I made a decision a long time ago that I would live my life trying to be a good guy. I had previously been ambivalent as to whether I would be a good guy because I hadn't yet figured out that my nature is to be helpful, not selfish. So I had to go through that learning phase in order to know how I was affected by decisions I myself made. I found that I didn't like myself when I was selfish. I felt petty and guilty of being greedy. I had to know who I was before I could become whom I am now. I wish I had learned my lessons earlier on and didn't have to spend way too much time not being the best me I try to be.
My first step toward my true nature was to be honest with myself. It was not an overnight evolution. It took me decades to finally get the point of it all. But when I did get past that first step of being honest about all I was doing was when I knew I was on the correct path for living my life. The foundation of honesty is perfect for me and I suspect perfect for many others as well. I know the truth of things is often a painful and/or greedy reality, but in that comes about a peace and a sense of tranquility that I could not attain before. As the years have gone by the pain and guilt of not being honest is far less in scope and the benefit of being honest is far more rewarding.
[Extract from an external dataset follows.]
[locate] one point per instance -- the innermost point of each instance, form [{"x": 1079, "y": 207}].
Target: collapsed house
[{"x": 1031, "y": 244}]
Because of my growth into honesty the pain and greed have mostly disappeared because my expectations and intentions are at the forefront of my present. I am what I represent and that is a lot to me if not a lot to those who see me. The simplicity of honesty is a growth evolution from the pushes and pulls of a world where selfishness is often a forced requirement. I moved past self gratification to a place where I am not what I acquire but what I think. I place value in the living of a life that is free from guilt and dishonesty. That relief is invaluable and for me cannot be measured. My intent is to be honest and that really is the best of me.
This blog will be an advocate for compassion, curiosity and human survival. When these elements of human nature are being denied, wholly, severally or individually, less than positive human traits are the outcome. It is my wish and hope that my reasonings on a variety of subjects will provide the readers of this blog with personal and public insights. My only motive is to provide a forum for advancing enlightenment. Carl Clark.